Taiwan Office Retracts Demand on Falun Gong Billboards

October 22, 2013 Updated: October 23, 2013

Taiwan’s Tourism Bureau has withdrawn the request it sent on Sept. 26 to city governments around the country asking that all billboards about the Falun Gong spiritual practice be removed. The Bureau’s deputy director-general said the order was a “rookie mistake,” according to local media.

Falun Gong is a Chinese spiritual practice, consisting of exercises and meditation, that is persecuted heavily in the mainland, and which is practiced freely in Taiwan. Practitioners on the small island nation have taken advantage of the booming tourism industry from China to put up billboards at tourist sites, demonstrating to mainlanders that their practice is peaceful, healthy, and wrongfully persecuted – not the nefarious political group bent on China’s destruction as depicted in Communist Party propaganda. 

The response to the Tourism Bureau’s request, dated Sept. 26, was swift: lawmakers and intellectuals in Taiwan, perpetually wary of the encroaching presence of the Chinese Communist Party in their own country, were furious at the obvious attempt to restrict freedom of speech, a trait that the Taiwanese are proud of. 

Tien Chiu-chin, a legislator with the opposition Democratic Progressive Party, wondered what the Tourism Bureau had to do with the content of billboards in Taipei. “It’s extremely abominable,” she said of the attempted restriction. 

Chen Ting-fei, another Democratic Progressive Party legislator, said that the government of Ma Ying-jeou, who heads the Nationalist Party, should be wary about catering to the Chinese communist regime and its anti-democratic demands, in an interview with Epoch Times. 

Their views were echoed by some local government officials; Chang Ch’u-lung, a borough chief in Taichung, a city in the south, thought the document was “junk” when he received it, because Falun Gong is a peaceful civil group in Taiwan, and the government had no place in suppressing its rights, he said in an interview.

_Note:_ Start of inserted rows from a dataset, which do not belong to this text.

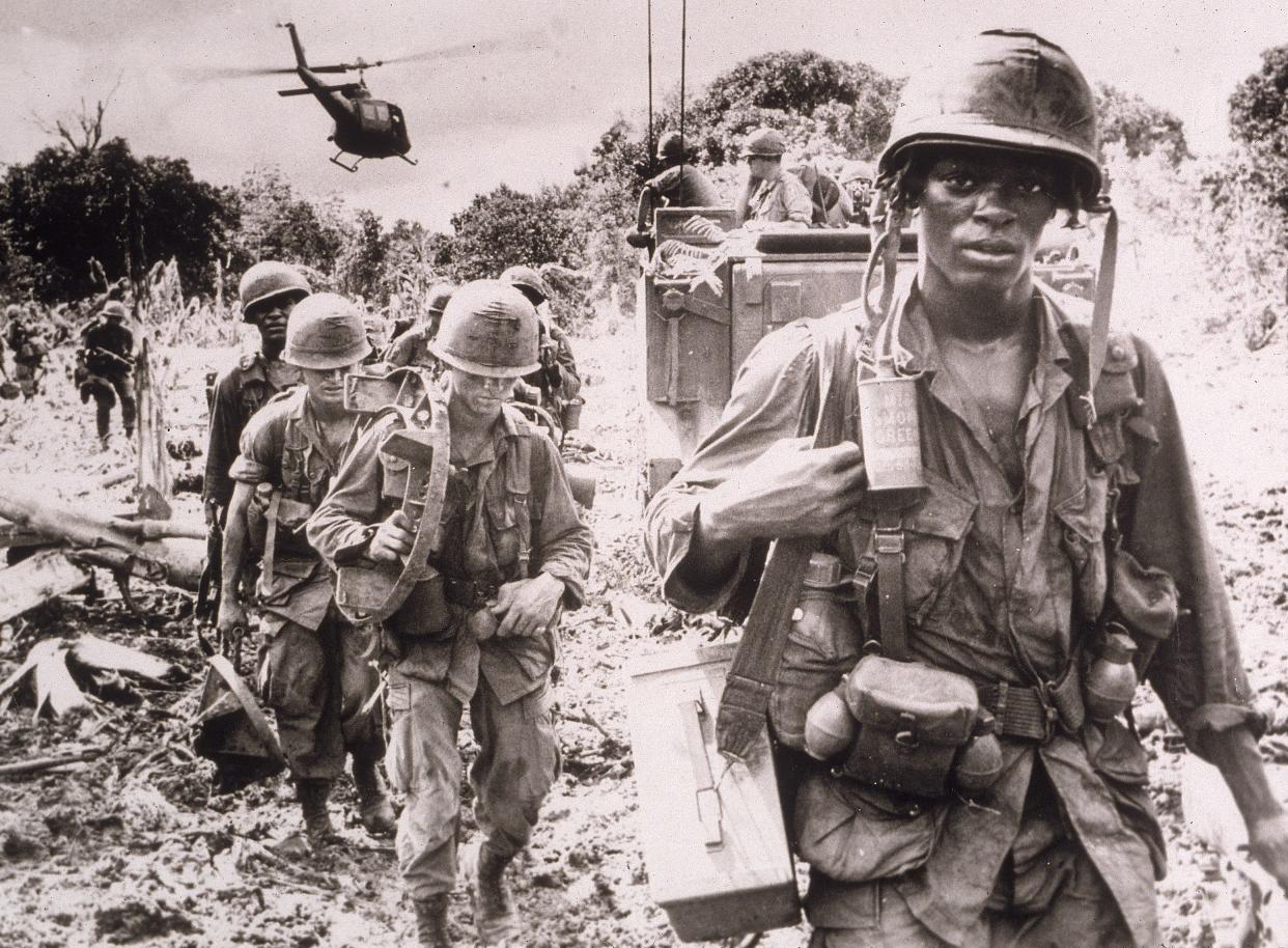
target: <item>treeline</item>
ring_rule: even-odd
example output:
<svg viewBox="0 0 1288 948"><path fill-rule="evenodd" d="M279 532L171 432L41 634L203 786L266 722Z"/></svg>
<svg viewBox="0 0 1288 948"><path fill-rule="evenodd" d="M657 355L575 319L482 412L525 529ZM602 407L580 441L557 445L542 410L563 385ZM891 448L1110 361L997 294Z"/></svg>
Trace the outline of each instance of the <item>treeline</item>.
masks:
<svg viewBox="0 0 1288 948"><path fill-rule="evenodd" d="M1240 200L1251 188L1288 214L1285 79L1288 48L1271 50L1231 99L1243 151L1207 184L1217 205L1238 185ZM872 158L900 85L864 63L810 52L752 57L690 98L685 140L696 161L730 184L732 201L730 166L747 131L779 129L795 151L815 157ZM1130 158L1162 156L1173 167L1190 160L1176 116L1113 86L1100 86L1097 98L1106 146ZM679 121L672 95L654 116L653 140ZM443 233L388 224L339 197L309 200L277 169L215 187L196 180L182 158L138 157L122 139L64 140L10 166L0 182L0 296L76 299L100 289L90 259L116 280L171 258L189 294L214 294L223 280L228 295L233 277L265 258L301 264L319 285L374 307L516 261L580 270L591 295L614 286L629 294L638 265L623 236L652 170L647 122L620 118L568 183L533 193L501 185L477 196Z"/></svg>

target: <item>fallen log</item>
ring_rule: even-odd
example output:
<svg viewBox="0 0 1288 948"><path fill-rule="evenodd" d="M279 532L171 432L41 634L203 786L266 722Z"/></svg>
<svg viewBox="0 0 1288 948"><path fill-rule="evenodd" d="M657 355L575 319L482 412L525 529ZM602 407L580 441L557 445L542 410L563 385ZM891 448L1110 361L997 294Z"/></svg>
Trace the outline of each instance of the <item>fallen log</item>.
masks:
<svg viewBox="0 0 1288 948"><path fill-rule="evenodd" d="M106 750L104 747L95 747L89 751L80 751L79 754L61 754L57 757L32 757L31 760L19 760L15 764L0 764L0 777L37 774L41 770L63 766L63 764L80 764L86 760L102 757Z"/></svg>
<svg viewBox="0 0 1288 948"><path fill-rule="evenodd" d="M93 574L62 550L40 550L17 565L0 569L0 622L80 589Z"/></svg>
<svg viewBox="0 0 1288 948"><path fill-rule="evenodd" d="M75 547L67 553L73 554L77 562L112 569L118 576L139 576L192 592L201 580L206 546L193 537L204 537L205 529L197 533L194 527L183 522L174 522L169 528L169 532L183 536L143 540L133 526L125 526L134 522L120 522L84 506L22 491L12 483L0 486L0 517ZM140 528L138 533L147 529ZM4 586L5 572L0 571L0 587Z"/></svg>

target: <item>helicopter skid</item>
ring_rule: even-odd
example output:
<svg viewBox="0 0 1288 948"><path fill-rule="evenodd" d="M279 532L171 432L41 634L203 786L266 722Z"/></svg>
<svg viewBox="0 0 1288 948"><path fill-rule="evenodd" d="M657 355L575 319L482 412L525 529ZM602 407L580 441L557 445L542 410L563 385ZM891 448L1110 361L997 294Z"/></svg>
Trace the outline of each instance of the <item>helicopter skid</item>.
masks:
<svg viewBox="0 0 1288 948"><path fill-rule="evenodd" d="M344 164L343 161L340 161L340 156L341 156L341 155L344 155L344 153L345 153L345 152L343 152L343 151L340 151L340 152L336 152L336 153L335 153L335 157L334 157L334 158L331 158L331 164L332 164L332 165L339 165L339 166L340 166L340 167L343 167L343 169L344 169L345 171L350 171L350 173L354 173L354 171L357 171L357 170L358 170L358 165L361 165L361 164L362 164L362 157L359 156L359 157L358 157L358 160L357 160L357 161L354 161L354 162L353 162L352 165L345 165L345 164Z"/></svg>

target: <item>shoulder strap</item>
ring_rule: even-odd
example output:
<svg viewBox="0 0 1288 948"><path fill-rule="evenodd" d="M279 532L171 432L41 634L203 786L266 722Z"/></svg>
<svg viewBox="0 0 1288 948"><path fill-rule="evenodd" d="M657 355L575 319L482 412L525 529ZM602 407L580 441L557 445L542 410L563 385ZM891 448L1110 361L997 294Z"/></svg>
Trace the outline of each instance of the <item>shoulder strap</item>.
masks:
<svg viewBox="0 0 1288 948"><path fill-rule="evenodd" d="M806 321L805 326L814 341L818 379L814 447L829 447L842 437L842 372L849 322L836 316ZM716 739L720 752L726 756L747 760L765 726L769 696L778 680L792 612L815 549L818 537L784 537L774 542L769 554L720 698Z"/></svg>

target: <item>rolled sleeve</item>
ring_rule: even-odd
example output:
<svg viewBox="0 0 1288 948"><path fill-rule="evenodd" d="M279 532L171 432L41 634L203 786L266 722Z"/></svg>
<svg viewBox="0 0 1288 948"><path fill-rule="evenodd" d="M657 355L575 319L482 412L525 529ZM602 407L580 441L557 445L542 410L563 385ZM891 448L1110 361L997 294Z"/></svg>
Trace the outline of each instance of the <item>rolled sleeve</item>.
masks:
<svg viewBox="0 0 1288 948"><path fill-rule="evenodd" d="M710 491L775 442L809 430L814 361L805 326L791 323L765 336L739 368L720 422L649 504L644 540L662 576L662 594L674 605L688 612L725 609L750 581L750 564L764 553L755 545L742 551L728 576L696 577L685 569L698 510Z"/></svg>
<svg viewBox="0 0 1288 948"><path fill-rule="evenodd" d="M355 562L380 520L380 443L397 419L384 419L362 435L340 465L331 491L304 524L309 545L334 567Z"/></svg>
<svg viewBox="0 0 1288 948"><path fill-rule="evenodd" d="M1168 572L1180 592L1176 631L1160 643L1148 679L1186 743L1206 743L1235 726L1262 728L1217 558L1207 540L1180 420L1158 357L1137 340L1144 420L1157 447L1139 462L1140 484L1123 546L1141 563Z"/></svg>
<svg viewBox="0 0 1288 948"><path fill-rule="evenodd" d="M541 523L533 536L533 572L547 573L563 581L564 608L577 609L586 600L586 578L590 576L595 538L577 514L559 450L544 437L536 439L533 450L545 452L550 471L545 496L541 498Z"/></svg>

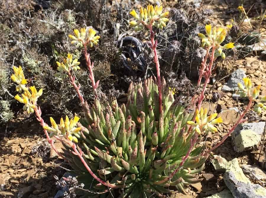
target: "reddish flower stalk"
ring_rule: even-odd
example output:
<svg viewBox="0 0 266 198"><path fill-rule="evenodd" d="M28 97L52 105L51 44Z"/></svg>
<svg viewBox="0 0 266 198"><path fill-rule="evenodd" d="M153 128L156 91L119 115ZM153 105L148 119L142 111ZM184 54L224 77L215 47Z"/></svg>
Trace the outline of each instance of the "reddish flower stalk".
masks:
<svg viewBox="0 0 266 198"><path fill-rule="evenodd" d="M80 102L81 103L81 105L82 105L84 104L84 98L83 98L83 96L82 96L82 95L80 91L80 85L79 85L79 86L78 86L77 84L76 84L76 83L75 82L75 76L72 75L70 71L68 71L67 74L70 79L70 83L73 85L74 88L75 89L75 90L76 90L77 93L78 94L79 98L80 100Z"/></svg>
<svg viewBox="0 0 266 198"><path fill-rule="evenodd" d="M63 141L62 139L56 136L55 136L55 137L56 139L58 140L59 141L61 141L62 143L64 142L65 143L66 143L71 146L71 148L72 148L74 150L74 151L72 151L72 153L74 155L77 155L78 156L80 159L80 161L82 162L82 163L83 164L83 165L84 165L84 166L86 168L87 170L90 173L91 175L93 177L93 178L97 181L102 184L106 186L109 187L109 188L120 188L121 187L121 185L116 186L115 185L113 185L112 184L108 183L106 182L103 181L98 177L91 170L91 169L90 168L90 167L89 167L88 164L87 164L86 162L84 160L84 158L83 158L83 157L82 156L83 154L83 152L81 150L81 149L80 148L79 148L79 151L78 151L77 148L77 145L76 145L75 144L71 142L66 142L66 141Z"/></svg>
<svg viewBox="0 0 266 198"><path fill-rule="evenodd" d="M160 64L158 58L157 53L157 40L154 41L154 33L153 31L152 25L149 27L150 33L150 41L151 45L150 47L153 51L154 53L154 62L156 65L156 70L157 71L157 84L158 85L158 90L159 92L159 112L160 113L162 109L162 86L161 84L161 75L160 73Z"/></svg>
<svg viewBox="0 0 266 198"><path fill-rule="evenodd" d="M93 62L92 64L90 61L90 54L88 53L87 49L87 42L84 42L83 44L84 47L84 56L85 57L85 60L86 60L86 63L87 66L88 67L88 69L90 72L89 77L91 81L92 86L94 92L94 94L96 96L97 89L99 86L100 81L98 80L96 83L95 82L93 71Z"/></svg>
<svg viewBox="0 0 266 198"><path fill-rule="evenodd" d="M35 114L36 115L36 117L37 117L37 120L40 122L40 124L41 125L41 126L43 127L47 126L48 125L44 122L43 119L41 117L42 112L40 108L40 107L38 107L38 108L37 107L36 105L36 107L34 108L34 111L35 112ZM47 138L47 140L48 140L48 142L49 142L49 143L50 144L50 145L51 145L51 146L52 147L52 148L53 148L53 149L58 155L58 156L60 156L60 157L61 157L65 160L67 162L68 162L68 161L66 158L64 156L63 156L63 155L58 151L57 149L56 149L56 148L55 146L53 144L53 140L51 139L51 138L50 138L50 137L49 136L49 135L48 134L47 131L45 129L44 129L44 133L46 135L46 137ZM80 148L79 149L80 151L79 152L77 149L77 146L75 144L71 142L69 142L69 141L64 141L61 138L59 138L57 136L54 136L55 138L56 139L58 140L59 140L59 141L61 141L62 143L65 143L67 144L70 146L71 146L71 147L73 149L73 150L74 151L72 151L72 153L74 155L77 155L79 157L80 159L80 161L81 161L82 162L84 166L86 168L89 172L90 173L91 176L97 181L102 184L103 185L104 185L105 186L106 186L110 188L119 188L121 187L120 186L115 186L114 185L113 185L112 184L108 184L105 182L104 182L99 177L97 176L97 175L93 173L93 172L90 169L90 167L89 167L88 164L87 164L87 163L85 161L85 160L82 157L83 152L81 150L81 149Z"/></svg>
<svg viewBox="0 0 266 198"><path fill-rule="evenodd" d="M189 154L190 154L191 151L192 151L192 149L194 147L194 146L195 146L195 144L196 144L196 142L197 141L197 140L198 139L198 138L199 137L199 133L196 133L196 134L195 135L195 137L194 137L194 138L193 140L191 140L190 146L189 147L189 150L187 152L186 154L186 156L185 156L185 157L182 158L182 161L179 164L179 166L178 166L178 167L173 172L171 173L171 174L167 178L166 178L164 179L163 179L163 180L159 181L159 182L154 182L154 184L162 184L163 183L166 182L167 182L167 181L169 180L169 179L171 179L172 178L173 178L173 177L177 172L177 171L179 170L179 169L180 169L181 167L184 164L184 163L185 163L186 161L188 158L188 157L189 157Z"/></svg>
<svg viewBox="0 0 266 198"><path fill-rule="evenodd" d="M230 129L230 130L229 130L229 131L228 133L226 134L223 136L223 139L222 139L222 140L221 140L218 143L217 143L214 146L213 146L209 150L205 152L205 153L202 155L207 155L209 154L210 152L214 150L216 148L217 148L218 146L219 146L221 144L223 143L225 141L226 138L228 138L229 136L230 136L231 134L234 131L234 130L236 128L237 126L239 125L239 124L243 122L243 118L244 117L244 116L245 116L245 115L246 113L249 110L249 109L250 108L251 106L252 105L252 101L253 101L253 99L252 98L252 96L250 96L249 97L249 104L247 106L246 108L246 109L245 110L243 111L240 115L240 117L239 118L238 120L237 120L237 121L236 123L234 125L234 126L232 127Z"/></svg>
<svg viewBox="0 0 266 198"><path fill-rule="evenodd" d="M202 104L202 102L203 99L204 99L204 94L205 93L205 90L206 90L206 88L207 87L207 85L210 82L210 78L212 75L212 69L213 65L213 61L214 60L214 53L215 51L215 47L214 44L213 45L212 51L212 55L211 56L210 60L210 63L209 63L209 65L207 67L206 66L206 62L207 62L207 58L208 56L209 52L208 52L210 51L210 47L208 47L207 50L207 53L205 56L205 57L204 60L204 62L202 63L202 68L200 70L200 76L199 79L199 81L198 81L198 85L199 85L199 82L200 83L200 81L201 81L201 78L200 78L202 77L202 75L204 75L204 78L205 79L205 81L204 82L204 84L203 85L203 88L202 88L202 91L200 93L200 95L198 98L198 109L200 110L200 108L201 107L201 105ZM201 74L201 76L200 76L200 74Z"/></svg>
<svg viewBox="0 0 266 198"><path fill-rule="evenodd" d="M44 121L41 117L42 111L40 107L37 107L37 105L36 105L35 106L36 107L34 108L34 112L35 112L35 114L36 115L36 116L37 117L37 120L40 122L40 124L43 127L48 125L44 122ZM58 155L59 156L61 157L65 160L68 162L68 160L66 159L66 158L63 156L63 155L58 151L57 149L56 149L54 145L53 144L53 140L50 138L50 137L49 136L49 134L48 134L47 131L44 129L44 133L45 134L45 135L46 136L46 137L47 138L47 139L48 140L48 142L50 144L51 146L52 147L53 149L55 151L57 155Z"/></svg>
<svg viewBox="0 0 266 198"><path fill-rule="evenodd" d="M198 80L198 84L197 86L199 87L200 85L200 82L201 82L201 79L203 76L203 74L206 68L206 64L207 62L207 60L209 57L210 53L210 46L208 47L207 49L207 52L205 55L205 56L202 59L202 62L201 63L200 68L200 72L199 74L199 80Z"/></svg>

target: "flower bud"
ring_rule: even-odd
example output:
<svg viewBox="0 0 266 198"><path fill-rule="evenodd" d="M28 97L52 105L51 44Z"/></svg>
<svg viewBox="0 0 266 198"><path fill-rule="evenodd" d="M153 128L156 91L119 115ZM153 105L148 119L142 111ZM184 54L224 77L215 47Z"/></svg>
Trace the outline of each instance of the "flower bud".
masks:
<svg viewBox="0 0 266 198"><path fill-rule="evenodd" d="M221 54L221 57L223 59L225 59L226 58L225 54L223 52L222 52L222 54Z"/></svg>

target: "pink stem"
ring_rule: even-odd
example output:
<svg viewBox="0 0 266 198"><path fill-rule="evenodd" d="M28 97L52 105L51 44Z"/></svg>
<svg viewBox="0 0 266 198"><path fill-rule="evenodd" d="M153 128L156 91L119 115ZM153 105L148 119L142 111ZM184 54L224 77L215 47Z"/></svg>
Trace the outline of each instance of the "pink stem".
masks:
<svg viewBox="0 0 266 198"><path fill-rule="evenodd" d="M84 56L85 57L85 60L86 60L86 63L88 69L90 72L89 77L91 81L91 84L93 89L94 92L94 94L96 95L96 89L99 85L99 81L96 83L95 83L95 80L94 79L94 75L93 75L93 63L91 64L90 61L90 54L88 53L87 49L87 44L86 43L83 43L83 46L84 47Z"/></svg>
<svg viewBox="0 0 266 198"><path fill-rule="evenodd" d="M47 126L47 124L46 124L44 122L44 121L43 121L43 119L42 118L41 116L41 111L40 107L39 107L38 108L36 106L36 107L34 108L34 111L35 112L35 114L36 115L36 116L37 117L37 120L38 120L38 121L40 122L40 124L43 127ZM53 144L53 140L50 138L48 132L47 132L47 131L46 130L44 130L44 133L45 133L45 134L46 135L46 137L47 138L47 139L48 140L48 142L51 145L51 146L52 147L52 148L56 152L58 156L61 157L62 158L64 159L66 161L68 161L66 159L66 158L63 156L62 155L62 154L60 153L59 151L58 151L56 149L56 148L55 147L55 146ZM82 157L82 152L81 149L80 149L80 152L78 151L77 150L77 146L75 144L72 142L68 142L68 141L66 142L66 141L64 141L57 136L54 136L57 140L61 141L62 143L66 143L69 144L72 147L72 148L73 149L73 150L74 150L74 152L73 153L73 154L77 155L79 156L79 157L80 159L80 160L82 162L82 163L84 165L84 166L86 167L86 169L87 169L87 170L90 173L91 176L92 176L97 181L101 183L102 184L103 184L105 186L106 186L110 188L119 188L121 187L120 186L115 186L111 184L108 184L106 182L104 182L103 181L101 180L100 179L97 177L97 175L93 173L93 172L90 169L90 168L89 166L88 166L87 163L85 161L85 160L84 160L83 157Z"/></svg>
<svg viewBox="0 0 266 198"><path fill-rule="evenodd" d="M153 53L154 53L154 62L156 65L156 70L157 71L157 84L159 92L159 112L160 113L162 110L162 86L161 84L161 75L160 73L160 64L158 58L157 53L157 41L154 41L154 33L153 31L152 25L149 27L150 33L150 41L152 46L151 46Z"/></svg>
<svg viewBox="0 0 266 198"><path fill-rule="evenodd" d="M80 159L80 160L82 162L82 163L83 164L84 166L85 166L85 167L86 167L86 169L87 169L87 170L88 171L89 173L90 173L90 174L91 175L91 176L93 177L96 180L97 180L101 184L103 184L105 186L107 186L110 188L120 188L122 186L121 185L116 186L115 185L113 185L113 184L108 184L105 182L104 182L98 176L97 176L90 169L90 167L89 167L89 166L88 166L88 164L87 164L86 162L85 162L85 160L84 160L84 159L82 157L82 152L81 150L81 149L80 148L80 152L79 152L77 149L77 146L76 146L76 144L74 143L73 143L72 147L72 148L73 149L73 150L74 150L73 154L77 155L79 156L79 157Z"/></svg>
<svg viewBox="0 0 266 198"><path fill-rule="evenodd" d="M198 84L197 86L199 87L201 82L201 79L203 76L203 74L206 68L206 64L207 62L207 60L208 60L208 57L209 57L210 53L210 47L209 46L207 49L207 52L205 55L205 57L202 60L202 62L201 63L201 66L200 69L200 73L199 76L199 80L198 80Z"/></svg>
<svg viewBox="0 0 266 198"><path fill-rule="evenodd" d="M192 149L193 148L193 147L194 147L194 146L195 146L195 144L197 142L197 140L198 139L198 137L199 137L199 133L196 133L195 137L193 139L193 140L191 141L190 144L190 146L189 147L189 149L188 151L186 153L186 156L185 156L182 159L182 161L180 164L179 164L179 166L178 166L178 167L173 172L173 173L171 173L171 174L170 174L166 178L164 179L161 180L160 181L159 181L159 182L155 182L154 183L154 184L162 184L164 182L167 182L167 181L168 181L169 179L171 179L173 178L173 177L174 176L176 172L179 170L179 169L180 169L180 168L181 168L181 166L182 166L184 164L184 163L185 163L185 162L186 161L188 158L188 157L189 157L189 154L190 154L190 153L192 151Z"/></svg>
<svg viewBox="0 0 266 198"><path fill-rule="evenodd" d="M83 98L83 97L82 96L81 93L80 93L80 91L79 86L78 86L77 85L77 84L75 82L75 77L71 75L70 71L68 71L68 73L67 74L68 75L68 77L70 79L70 82L73 85L73 86L74 87L74 88L75 89L75 90L76 90L76 91L77 93L79 96L79 98L81 103L81 105L82 105L84 104L84 98Z"/></svg>
<svg viewBox="0 0 266 198"><path fill-rule="evenodd" d="M233 127L231 129L230 129L230 130L229 130L229 131L228 132L228 133L225 136L223 136L223 139L222 139L222 140L220 141L219 142L219 143L216 144L214 146L213 146L209 150L206 151L203 154L203 155L208 155L209 153L210 153L210 152L211 152L215 149L216 149L218 146L221 145L221 144L223 143L223 142L226 139L226 138L229 136L230 136L232 132L234 131L234 130L236 127L238 125L238 124L242 122L242 119L244 117L244 116L245 116L245 115L246 115L246 113L249 110L249 109L250 109L250 108L251 107L251 106L252 105L252 100L253 100L252 97L250 96L249 102L249 104L247 106L246 108L246 109L241 113L241 115L240 115L240 117L239 118L238 120L236 122L236 123Z"/></svg>
<svg viewBox="0 0 266 198"><path fill-rule="evenodd" d="M209 50L210 49L209 49ZM210 82L210 78L212 75L212 69L213 64L213 60L214 59L214 52L215 51L215 47L214 46L214 44L213 45L212 51L212 55L211 57L211 59L210 60L210 63L209 64L208 67L207 68L207 70L205 72L205 73L204 73L204 71L201 71L201 72L202 73L204 73L205 81L204 82L204 84L203 85L202 91L200 95L198 98L198 109L199 110L200 109L200 108L201 107L201 105L202 104L202 102L204 98L204 94L205 93L205 90L206 90L207 85ZM206 55L208 54L208 53L207 53ZM206 57L207 57L207 56L208 56L207 55L205 56L205 60L204 60L204 62L203 63L202 67L203 67L203 65L206 65L206 62L207 61L206 59ZM205 67L205 68L206 67L205 66L204 66L204 67ZM205 69L204 70L205 70ZM200 81L199 82L200 83ZM198 84L199 81L198 81Z"/></svg>
<svg viewBox="0 0 266 198"><path fill-rule="evenodd" d="M36 115L36 116L37 117L37 120L40 122L40 124L42 127L43 127L45 126L48 125L44 122L43 119L41 116L42 112L40 108L39 107L38 108L37 107L37 105L35 105L35 106L36 107L34 108L34 112L35 112L35 114ZM48 134L47 131L45 129L44 129L44 133L46 135L46 137L48 140L48 142L50 144L51 146L52 147L52 148L55 151L57 155L58 155L58 156L61 157L64 159L66 161L68 161L68 160L66 159L66 158L63 156L63 155L62 155L62 154L57 150L57 149L56 149L54 145L53 144L53 140L50 138L50 137L49 136L49 134Z"/></svg>

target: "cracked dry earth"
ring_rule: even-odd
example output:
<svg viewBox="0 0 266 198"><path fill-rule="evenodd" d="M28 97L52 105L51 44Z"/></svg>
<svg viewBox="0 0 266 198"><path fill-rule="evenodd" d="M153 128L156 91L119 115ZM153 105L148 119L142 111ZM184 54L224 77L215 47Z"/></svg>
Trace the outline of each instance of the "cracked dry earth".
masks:
<svg viewBox="0 0 266 198"><path fill-rule="evenodd" d="M214 3L209 4L210 1L204 1L202 7L214 10L212 16L214 21L219 19L222 21L223 23L228 22L231 17L221 14L226 9L225 7L226 4L215 4L216 1L213 1ZM227 9L229 9L228 7ZM236 60L227 59L218 65L219 68L226 71L227 75L237 69L243 70L250 77L253 85L261 85L261 93L266 95L266 61L259 54L239 57ZM223 85L228 78L224 77L226 75L221 74L215 77L217 80L217 80L213 85L208 86L208 94L203 104L203 107L208 108L210 112L216 111L224 121L219 126L218 133L209 134L206 144L210 147L227 133L239 116L235 111L229 109L236 107L242 110L247 104L246 101L233 98L233 92L221 90ZM251 112L246 119L249 122L264 121L266 119L266 114L265 113L260 118ZM23 124L20 123L22 123L22 121ZM58 159L54 153L50 153L42 129L35 118L32 116L25 118L23 115L19 114L6 128L2 128L2 130L0 132L8 135L0 139L0 197L53 197L58 190L53 176L60 178L66 171L64 168L70 168L62 159ZM60 148L59 143L56 143L56 145ZM214 151L213 154L220 155L228 161L236 158L240 166L255 164L261 166L265 161L265 156L264 148L258 160L262 146L261 143L257 149L251 152L237 153L233 149L229 137ZM205 170L199 174L200 178L204 179L202 182L189 186L186 189L187 195L177 193L170 197L201 198L220 192L227 189L223 176L223 174L215 171L208 160ZM251 180L254 183L257 183L255 180L252 178ZM265 182L264 181L265 184Z"/></svg>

After these views were aired and lively press conferences were held, the deputy director-general of the Tourism Bureau, Chang Hsi-tsung, on Oct. 22 disavowed the order as a “rookie mistake” by a new official, according to the English-language Taiwanese newspaper Taipei Times. He said he would have a new order next week.

Flora Chang, a Falun Gong representative and professor at National Taiwan University, told the newspaper: “It was the most serious humiliation for Falun Gong and its practitioners. If this is not fascism, then what is?”

Frank Fang and Billy Xu contributed research. Written in English by Matthew Robertson.